Behaviour index J_2.

The NSY(200) and SY(200) airframe models stand out for having the slowest average curve speed, and clearly they fail to develop a regular and reliable behaviour due to the wide distribution of their speeds. In fact, most are concentrated in the first quarter of the box. As a result the median line of the numerical data is not representative for validating the curve behaviour of such models. In addition, the HS(200–210) shows the most widely dispersed curve speed index.

The numerical data obtained are highly reliable for the NSY(200–210) (see Figure 5(c)) and quite reliable for the SY(220–230) (see Figure 3(d)). Specifically, the speed data distribution for the NSY(200–210) is highly compact between the quartiles; furthermore, this model develops consistently high speeds over the curve trajectories. However, the graphs also show that repeatability is not highly constant, but remains remarkably good. Similarly, the data flight of the NSY(210–220) and SY(240) shows the worst speed behaviour among the airframes. While the HS(200), HS(210–220), NSY(220–230), NSY(240) and SY(200–210) models achieve intermediate curve performances between the best and the worst results.

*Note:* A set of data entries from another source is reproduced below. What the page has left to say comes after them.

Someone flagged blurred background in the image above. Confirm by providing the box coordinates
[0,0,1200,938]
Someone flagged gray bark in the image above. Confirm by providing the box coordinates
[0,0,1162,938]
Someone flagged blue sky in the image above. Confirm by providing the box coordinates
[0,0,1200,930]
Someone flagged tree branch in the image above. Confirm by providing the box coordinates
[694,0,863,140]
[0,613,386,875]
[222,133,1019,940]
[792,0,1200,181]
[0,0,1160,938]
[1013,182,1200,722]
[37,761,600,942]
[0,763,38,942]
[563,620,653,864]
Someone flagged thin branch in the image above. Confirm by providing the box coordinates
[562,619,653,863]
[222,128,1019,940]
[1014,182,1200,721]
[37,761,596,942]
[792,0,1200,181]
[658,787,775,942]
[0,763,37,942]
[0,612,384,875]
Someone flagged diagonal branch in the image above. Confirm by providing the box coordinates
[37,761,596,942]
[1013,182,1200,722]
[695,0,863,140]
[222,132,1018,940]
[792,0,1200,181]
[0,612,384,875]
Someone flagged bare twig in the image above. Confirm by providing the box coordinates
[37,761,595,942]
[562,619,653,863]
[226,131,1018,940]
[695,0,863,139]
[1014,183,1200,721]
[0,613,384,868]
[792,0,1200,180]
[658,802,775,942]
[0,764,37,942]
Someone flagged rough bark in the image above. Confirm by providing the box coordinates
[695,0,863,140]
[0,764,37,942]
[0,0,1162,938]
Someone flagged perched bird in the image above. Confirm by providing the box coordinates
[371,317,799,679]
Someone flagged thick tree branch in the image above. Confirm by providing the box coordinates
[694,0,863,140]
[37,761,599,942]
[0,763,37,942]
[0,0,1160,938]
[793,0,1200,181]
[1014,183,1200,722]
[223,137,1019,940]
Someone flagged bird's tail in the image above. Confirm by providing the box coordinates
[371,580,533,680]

The SY(210–220) and SY(220–230) stand out, initially, for reaching the highest median speeds in the curve; however, the distribution of their data is notably dispersed towards the quartiles below the median line and towards the points of lower magnitudes. Consequently, behaviour at these speeds is quite representative, but not close to that of the NSY(200–210) described previously.

If the race goal is to achieve the lowest speeds and constant behaviour during the curve, then the numerical data described by the SY(240) and NSY(210–220) models are initially the most reliable. Therefore, the data behaviour of the HS(210–220) and HS(240) is reliable and located in an intermediate curve speed zone. However, the HS(200) (see Figure 4(a)) stands out considerably from these two previous models, and is therefore a representative model between the curve performance of the SY and NSY airframes.

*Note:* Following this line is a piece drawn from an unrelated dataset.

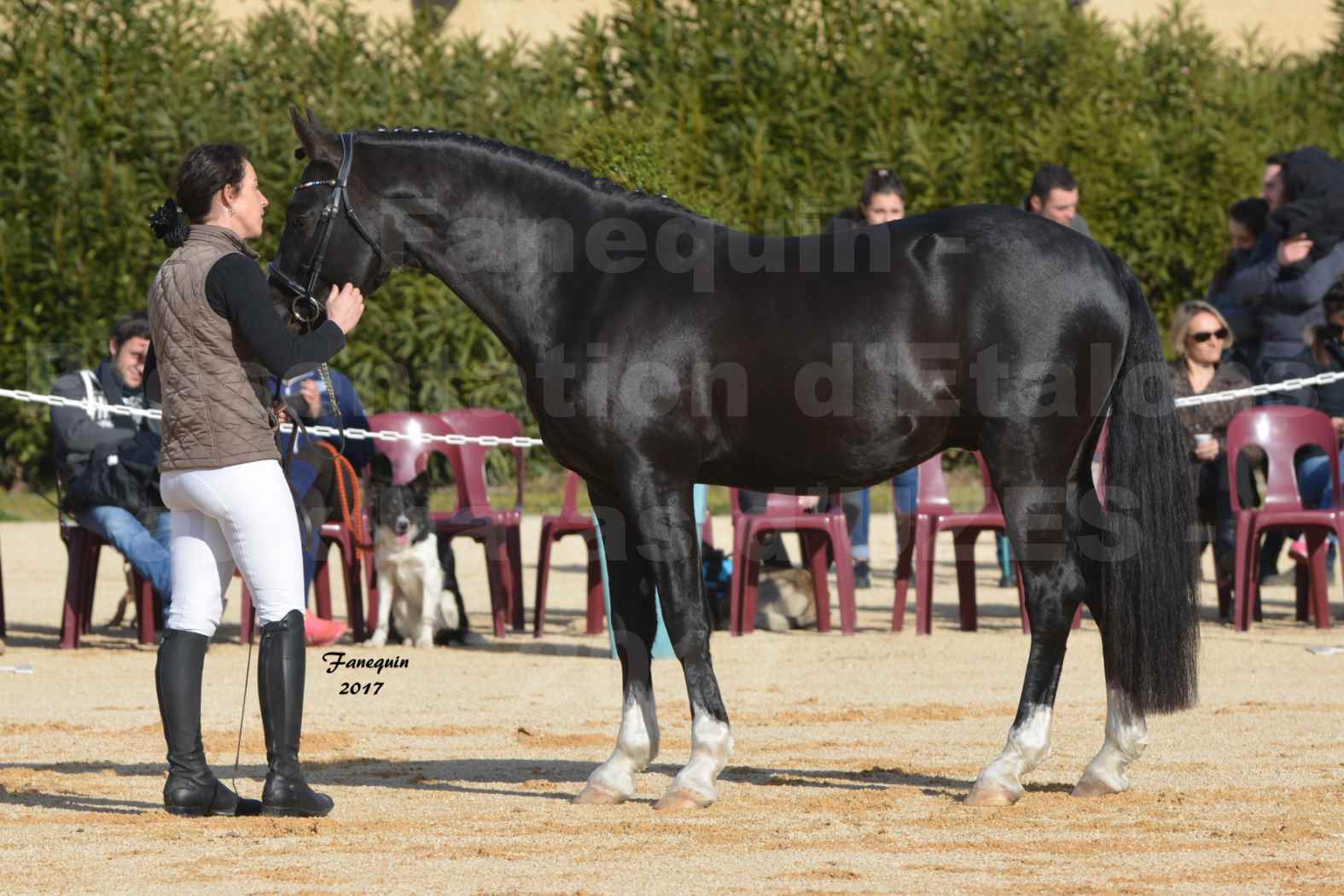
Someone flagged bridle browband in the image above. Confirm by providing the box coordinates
[267,131,384,327]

In principle, lambda (wheelbase) distances of no more than 210 mm with angular distances of the NSY models offer a considerable speed advantage on curved trajectories. However, the symmetry of the SY models with lambda distances no greater than 230 mm offers a constant frequency of speeds, but without reaching the highest speeds.

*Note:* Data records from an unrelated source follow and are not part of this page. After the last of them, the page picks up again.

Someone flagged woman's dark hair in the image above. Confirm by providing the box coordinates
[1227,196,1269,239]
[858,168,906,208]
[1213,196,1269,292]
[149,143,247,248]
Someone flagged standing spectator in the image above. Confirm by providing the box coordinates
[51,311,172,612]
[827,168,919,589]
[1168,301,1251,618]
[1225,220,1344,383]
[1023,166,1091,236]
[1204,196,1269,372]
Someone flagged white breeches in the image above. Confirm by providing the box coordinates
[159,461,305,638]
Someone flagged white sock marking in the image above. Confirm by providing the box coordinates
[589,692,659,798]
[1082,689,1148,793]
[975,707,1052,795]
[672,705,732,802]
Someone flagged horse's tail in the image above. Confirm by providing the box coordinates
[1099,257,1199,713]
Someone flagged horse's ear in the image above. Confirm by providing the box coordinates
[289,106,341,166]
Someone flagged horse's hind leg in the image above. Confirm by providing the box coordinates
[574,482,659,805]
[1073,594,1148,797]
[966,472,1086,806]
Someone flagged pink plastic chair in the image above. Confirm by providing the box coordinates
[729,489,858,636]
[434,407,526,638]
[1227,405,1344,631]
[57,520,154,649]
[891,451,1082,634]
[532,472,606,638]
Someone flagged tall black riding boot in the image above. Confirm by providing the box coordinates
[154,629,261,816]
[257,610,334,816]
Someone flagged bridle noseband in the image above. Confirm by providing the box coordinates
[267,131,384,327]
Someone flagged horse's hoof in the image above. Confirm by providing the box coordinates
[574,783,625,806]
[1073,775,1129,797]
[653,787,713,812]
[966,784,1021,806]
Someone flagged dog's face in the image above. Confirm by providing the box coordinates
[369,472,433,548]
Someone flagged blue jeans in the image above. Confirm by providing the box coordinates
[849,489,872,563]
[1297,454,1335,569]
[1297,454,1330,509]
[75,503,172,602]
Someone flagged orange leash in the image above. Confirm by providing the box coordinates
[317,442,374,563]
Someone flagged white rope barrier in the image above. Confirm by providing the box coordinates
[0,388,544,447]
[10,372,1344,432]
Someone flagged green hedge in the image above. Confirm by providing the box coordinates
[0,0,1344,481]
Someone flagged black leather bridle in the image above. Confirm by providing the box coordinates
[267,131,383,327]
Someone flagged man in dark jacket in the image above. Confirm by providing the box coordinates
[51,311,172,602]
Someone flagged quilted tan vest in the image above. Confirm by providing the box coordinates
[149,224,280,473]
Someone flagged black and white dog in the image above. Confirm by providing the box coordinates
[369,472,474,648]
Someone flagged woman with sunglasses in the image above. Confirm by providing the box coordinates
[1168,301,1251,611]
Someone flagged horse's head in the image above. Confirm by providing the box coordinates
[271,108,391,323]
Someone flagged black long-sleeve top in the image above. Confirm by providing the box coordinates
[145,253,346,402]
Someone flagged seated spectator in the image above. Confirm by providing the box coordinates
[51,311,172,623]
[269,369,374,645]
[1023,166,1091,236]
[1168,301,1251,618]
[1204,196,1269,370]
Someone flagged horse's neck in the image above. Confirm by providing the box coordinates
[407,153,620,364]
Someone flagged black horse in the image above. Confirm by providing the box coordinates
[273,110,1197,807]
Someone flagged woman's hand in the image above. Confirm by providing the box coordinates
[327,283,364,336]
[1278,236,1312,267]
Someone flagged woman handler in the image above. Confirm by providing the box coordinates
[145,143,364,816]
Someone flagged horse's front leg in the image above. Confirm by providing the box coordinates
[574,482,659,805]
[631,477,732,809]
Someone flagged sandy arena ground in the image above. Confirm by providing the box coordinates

To analyse in detail the previous speed behaviour look at Figure 12. The numerical difference (subtraction) between the magnitudes of the speeds recorded by sensors (3–4) and sensors (1–2) shows that the NSY models are considerably slower on the curves than the other two models. However, a constant speed rate is achieved in the first intervals of time. The HS models achieve the fastest speeds and manage to sustain a more constant frequency of speeds than the SY models, contributing on average a difference of 25 ( km/h ) and 10 ( km/h ) for each time interval.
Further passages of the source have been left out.